Absagen von Großveranstaltungen und Messen, wie bspw. der ITB, stellen die Branche vor zusätzliche Herausforderungen, da hier in Messeauftritte und Kundenmaterial Zehntausende Euros investiert wurden, die an Dienstleister wie Messebauer gezahlt werden müssen, ohne dass aktuell Einnahmen oder Ausgleichszahlungen erfolgen.

Erste Insolvenzen aufgrund der aktuellen Krise sind bereits erfolgt, vor allem bei Asien-Veranstaltern. Wir befürchten jedoch, dass es bereits im zweiten Quartal eine Vielzahl von weiteren ungewollten Marktaustritten geben wird.
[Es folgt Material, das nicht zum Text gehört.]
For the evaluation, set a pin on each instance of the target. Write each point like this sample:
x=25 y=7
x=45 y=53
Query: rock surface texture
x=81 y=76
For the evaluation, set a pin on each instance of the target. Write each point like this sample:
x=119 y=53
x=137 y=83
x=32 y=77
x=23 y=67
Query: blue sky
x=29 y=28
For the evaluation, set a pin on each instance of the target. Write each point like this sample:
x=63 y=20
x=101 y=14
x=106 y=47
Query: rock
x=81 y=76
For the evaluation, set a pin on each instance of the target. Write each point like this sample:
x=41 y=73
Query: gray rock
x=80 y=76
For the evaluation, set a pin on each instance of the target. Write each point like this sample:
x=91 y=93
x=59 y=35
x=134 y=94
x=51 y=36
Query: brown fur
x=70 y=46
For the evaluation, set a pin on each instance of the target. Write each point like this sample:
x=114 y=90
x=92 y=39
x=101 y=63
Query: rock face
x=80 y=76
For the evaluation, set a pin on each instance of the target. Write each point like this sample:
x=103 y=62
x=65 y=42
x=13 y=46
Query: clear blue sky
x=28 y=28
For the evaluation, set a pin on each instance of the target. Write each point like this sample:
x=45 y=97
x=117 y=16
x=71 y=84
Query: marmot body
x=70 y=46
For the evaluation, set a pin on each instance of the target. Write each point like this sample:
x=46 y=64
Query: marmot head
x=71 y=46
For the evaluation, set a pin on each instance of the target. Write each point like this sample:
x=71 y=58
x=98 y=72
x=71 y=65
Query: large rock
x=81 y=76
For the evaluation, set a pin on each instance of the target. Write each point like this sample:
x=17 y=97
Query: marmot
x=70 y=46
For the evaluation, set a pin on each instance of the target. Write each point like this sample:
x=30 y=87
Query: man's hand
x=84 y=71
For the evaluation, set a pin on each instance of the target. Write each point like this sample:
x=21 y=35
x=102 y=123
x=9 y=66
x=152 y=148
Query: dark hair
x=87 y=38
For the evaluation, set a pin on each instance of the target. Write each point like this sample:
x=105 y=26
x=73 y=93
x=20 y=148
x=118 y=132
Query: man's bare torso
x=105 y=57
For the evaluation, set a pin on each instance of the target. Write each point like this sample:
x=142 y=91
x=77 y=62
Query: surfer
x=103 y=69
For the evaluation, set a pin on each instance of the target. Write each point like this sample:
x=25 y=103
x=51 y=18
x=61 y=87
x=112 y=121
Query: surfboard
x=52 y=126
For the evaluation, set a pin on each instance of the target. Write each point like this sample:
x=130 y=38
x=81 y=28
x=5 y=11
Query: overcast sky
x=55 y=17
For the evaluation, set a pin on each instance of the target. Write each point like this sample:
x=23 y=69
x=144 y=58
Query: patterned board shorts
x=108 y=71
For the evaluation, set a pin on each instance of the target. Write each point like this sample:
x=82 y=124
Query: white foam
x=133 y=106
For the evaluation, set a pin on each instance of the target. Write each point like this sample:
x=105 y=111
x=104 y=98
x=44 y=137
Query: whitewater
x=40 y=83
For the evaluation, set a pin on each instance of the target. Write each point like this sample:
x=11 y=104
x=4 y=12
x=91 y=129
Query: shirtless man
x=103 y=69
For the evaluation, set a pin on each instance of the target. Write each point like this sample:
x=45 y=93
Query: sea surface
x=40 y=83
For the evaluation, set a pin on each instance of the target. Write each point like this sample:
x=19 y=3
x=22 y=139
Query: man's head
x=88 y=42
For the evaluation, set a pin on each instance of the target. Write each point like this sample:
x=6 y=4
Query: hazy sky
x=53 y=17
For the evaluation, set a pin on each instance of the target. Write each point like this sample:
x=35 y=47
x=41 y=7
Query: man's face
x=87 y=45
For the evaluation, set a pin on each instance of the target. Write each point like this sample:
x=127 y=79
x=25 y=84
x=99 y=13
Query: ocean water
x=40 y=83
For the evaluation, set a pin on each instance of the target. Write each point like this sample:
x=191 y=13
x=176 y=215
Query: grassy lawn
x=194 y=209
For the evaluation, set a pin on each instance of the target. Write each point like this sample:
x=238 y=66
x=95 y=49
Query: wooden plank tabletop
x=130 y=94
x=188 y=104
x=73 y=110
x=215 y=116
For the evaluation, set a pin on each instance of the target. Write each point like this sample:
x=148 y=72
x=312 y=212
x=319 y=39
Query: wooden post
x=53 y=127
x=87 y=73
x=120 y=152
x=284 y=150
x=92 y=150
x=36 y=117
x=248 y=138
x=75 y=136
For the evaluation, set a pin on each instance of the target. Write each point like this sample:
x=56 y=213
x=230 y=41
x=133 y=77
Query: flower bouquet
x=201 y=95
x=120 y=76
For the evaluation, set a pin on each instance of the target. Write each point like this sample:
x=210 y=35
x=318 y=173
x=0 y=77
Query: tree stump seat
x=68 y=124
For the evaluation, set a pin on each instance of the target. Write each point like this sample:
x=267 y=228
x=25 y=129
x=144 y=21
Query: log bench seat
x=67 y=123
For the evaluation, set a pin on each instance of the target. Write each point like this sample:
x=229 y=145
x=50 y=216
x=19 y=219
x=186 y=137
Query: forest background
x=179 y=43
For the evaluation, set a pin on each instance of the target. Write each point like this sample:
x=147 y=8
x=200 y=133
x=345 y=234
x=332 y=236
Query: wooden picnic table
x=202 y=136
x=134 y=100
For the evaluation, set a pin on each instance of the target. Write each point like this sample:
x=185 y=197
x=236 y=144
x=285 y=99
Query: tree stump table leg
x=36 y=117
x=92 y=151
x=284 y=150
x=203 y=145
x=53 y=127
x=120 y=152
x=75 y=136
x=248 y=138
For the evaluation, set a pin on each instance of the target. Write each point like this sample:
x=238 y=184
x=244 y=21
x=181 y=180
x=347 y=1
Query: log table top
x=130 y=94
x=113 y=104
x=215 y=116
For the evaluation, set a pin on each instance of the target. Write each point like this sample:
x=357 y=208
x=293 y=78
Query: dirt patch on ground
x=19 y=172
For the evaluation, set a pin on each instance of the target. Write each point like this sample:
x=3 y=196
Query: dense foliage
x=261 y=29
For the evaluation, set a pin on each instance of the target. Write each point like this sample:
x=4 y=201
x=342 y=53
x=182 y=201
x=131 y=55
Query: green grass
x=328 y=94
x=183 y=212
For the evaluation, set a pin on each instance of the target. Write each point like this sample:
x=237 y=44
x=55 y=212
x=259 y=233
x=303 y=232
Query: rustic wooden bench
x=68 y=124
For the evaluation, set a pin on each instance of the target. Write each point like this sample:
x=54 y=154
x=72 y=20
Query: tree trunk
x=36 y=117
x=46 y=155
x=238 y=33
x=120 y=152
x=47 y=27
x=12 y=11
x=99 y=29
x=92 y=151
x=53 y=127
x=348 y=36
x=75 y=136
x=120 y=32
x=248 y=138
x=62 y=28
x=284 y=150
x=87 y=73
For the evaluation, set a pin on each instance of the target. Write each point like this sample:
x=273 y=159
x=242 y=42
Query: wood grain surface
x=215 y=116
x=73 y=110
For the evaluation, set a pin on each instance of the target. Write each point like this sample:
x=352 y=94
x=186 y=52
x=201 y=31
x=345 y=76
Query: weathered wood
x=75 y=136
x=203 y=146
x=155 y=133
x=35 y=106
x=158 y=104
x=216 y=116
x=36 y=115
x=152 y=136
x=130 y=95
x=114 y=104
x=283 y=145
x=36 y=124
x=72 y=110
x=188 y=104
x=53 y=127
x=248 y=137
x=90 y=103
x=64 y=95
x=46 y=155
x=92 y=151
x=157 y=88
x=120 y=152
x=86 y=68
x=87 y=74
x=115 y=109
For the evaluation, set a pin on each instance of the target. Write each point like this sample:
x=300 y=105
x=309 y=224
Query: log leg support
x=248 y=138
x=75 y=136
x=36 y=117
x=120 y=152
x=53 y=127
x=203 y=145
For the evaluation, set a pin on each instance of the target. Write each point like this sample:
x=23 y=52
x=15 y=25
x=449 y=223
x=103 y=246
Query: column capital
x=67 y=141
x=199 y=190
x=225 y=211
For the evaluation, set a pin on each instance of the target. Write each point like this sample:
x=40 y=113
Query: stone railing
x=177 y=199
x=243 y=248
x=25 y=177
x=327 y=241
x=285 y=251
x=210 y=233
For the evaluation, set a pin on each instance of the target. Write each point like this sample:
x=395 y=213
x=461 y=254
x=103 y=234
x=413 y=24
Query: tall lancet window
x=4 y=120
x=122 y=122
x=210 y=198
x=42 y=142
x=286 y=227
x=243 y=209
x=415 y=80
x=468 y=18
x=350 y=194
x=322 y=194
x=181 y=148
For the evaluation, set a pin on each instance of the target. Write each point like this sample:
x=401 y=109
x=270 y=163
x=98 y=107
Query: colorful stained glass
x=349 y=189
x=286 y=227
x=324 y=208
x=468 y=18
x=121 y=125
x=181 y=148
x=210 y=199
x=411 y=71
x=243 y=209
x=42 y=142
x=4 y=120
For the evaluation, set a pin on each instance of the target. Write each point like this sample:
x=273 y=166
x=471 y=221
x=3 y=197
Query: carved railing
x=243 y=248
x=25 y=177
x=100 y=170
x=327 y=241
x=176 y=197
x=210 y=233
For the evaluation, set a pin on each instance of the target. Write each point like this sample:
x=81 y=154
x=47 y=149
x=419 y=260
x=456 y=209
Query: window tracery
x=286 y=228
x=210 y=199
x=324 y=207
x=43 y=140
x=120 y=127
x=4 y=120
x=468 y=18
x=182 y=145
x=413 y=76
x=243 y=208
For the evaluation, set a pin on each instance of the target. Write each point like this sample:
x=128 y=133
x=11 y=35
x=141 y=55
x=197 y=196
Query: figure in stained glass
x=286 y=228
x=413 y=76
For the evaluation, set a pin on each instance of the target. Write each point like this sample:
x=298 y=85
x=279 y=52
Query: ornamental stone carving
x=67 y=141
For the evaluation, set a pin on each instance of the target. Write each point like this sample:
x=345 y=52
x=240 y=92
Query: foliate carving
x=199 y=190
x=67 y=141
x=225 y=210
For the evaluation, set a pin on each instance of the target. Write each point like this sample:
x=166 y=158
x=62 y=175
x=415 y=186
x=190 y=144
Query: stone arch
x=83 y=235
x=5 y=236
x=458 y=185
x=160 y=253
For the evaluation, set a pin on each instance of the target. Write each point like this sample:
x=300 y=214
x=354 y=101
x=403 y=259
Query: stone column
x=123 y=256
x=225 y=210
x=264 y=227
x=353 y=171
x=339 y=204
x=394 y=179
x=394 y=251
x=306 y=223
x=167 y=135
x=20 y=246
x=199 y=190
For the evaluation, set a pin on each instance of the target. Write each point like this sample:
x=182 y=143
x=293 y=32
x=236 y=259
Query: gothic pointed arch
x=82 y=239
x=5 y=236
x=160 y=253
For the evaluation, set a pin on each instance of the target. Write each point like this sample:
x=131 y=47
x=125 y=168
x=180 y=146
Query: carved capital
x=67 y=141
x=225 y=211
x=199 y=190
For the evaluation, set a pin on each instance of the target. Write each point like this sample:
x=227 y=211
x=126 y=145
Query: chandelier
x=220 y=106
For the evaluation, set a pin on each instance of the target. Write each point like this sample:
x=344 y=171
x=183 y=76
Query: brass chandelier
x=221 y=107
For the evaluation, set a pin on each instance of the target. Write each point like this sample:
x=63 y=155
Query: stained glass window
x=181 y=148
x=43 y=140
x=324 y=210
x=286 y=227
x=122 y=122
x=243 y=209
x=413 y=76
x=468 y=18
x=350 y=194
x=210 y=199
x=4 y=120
Je nach Ausbreitung und Auswirkung des Sars-CoV-2 ergeben sich unterschiedliche Szenarien, aber im schlechtesten Falle ist durchaus mit einer Insolvenzwelle zu rechnen, die – wie im Vorjahr im Falle von Thomas Cook – erneut den zur Verfügung stehenden Betrag von 110 Mio. Euro p.a. pro Versicherer für die daraus resultierenden Rücktransportkosten und Kundenrückzahlungen sprengen könnte – eine Entwicklung, die niemandem nützen würde.

Unsere Bitte an die Politik:

Machen Sie sich stark für schnelle und unbürokratische Hilfen für die Branche! Wichtig sind hierbei insbesondere folgende Maßnahmen:

  • Veranstaltern müssen bei erzwungenen Absagen von Reisen die ihnen entstehenden nachgewiesenen Kosten nach §651h (4) in angemessenem Maß erstattet werden. Wir fordern: 50% Erstattung bis zu einem Höchstbetrag von €100.000 pro Veranstalter. Eine Beantragung muss unbürokratisch erfolgen können, eine schnelle Auszahlung, d.h. innerhalb von Tagen und nicht etwa Monaten, ist überlebenswichtig.
  • Reisebüros müssen bei erzwungenen Absagen von Reisen durch die Veranstalter im Rahmen von §651 h (4) BGB die entfallenen Provisionen in angemessenem Maß erstattet werden. Wir fordern: 50% Erstattung bis zu einem Höchstbetrag von €100.000 pro Reisebüro. Zur Beantragung und Auszahlung gilt das oben Gesagte.
  • Die zum 1. April vorgesehene Erhöhung der Luftverkehrssteuer belastet alleine die deutschen Reiseveranstalter mit ca. 30 Mio. Euro für Tickets, die vor Inkrafttreten des Gesetzes bereits für den Sommer 2020 verkauft wurden. Die Einführung ist daher auf 2021 zu verschieben, denn diese zusätzliche Belastung können die deutschen Veranstalter derzeit schlichtweg nicht stemmen.
  • Sämtliche Steuerzahlungen (Mehrwertsteuer, Luftverkehrssteuer, Gewerbesteuer etc.) sind bis 31.12.2020, in nachgewiesenen Härtefällen bis 31.12.2021 zu stunden.

Darüber hinaus sind ergänzend und flankierend die bereits öffentlich diskutierten Maßnahmen wie

  • schneller und unkomplizierter Zugang zu KfW- Fördermitteln
  • leichte und zügige Umsetzung von beantragter Kurzarbeit

sinnvoll. Diese allein wären aber keineswegs ausreichend.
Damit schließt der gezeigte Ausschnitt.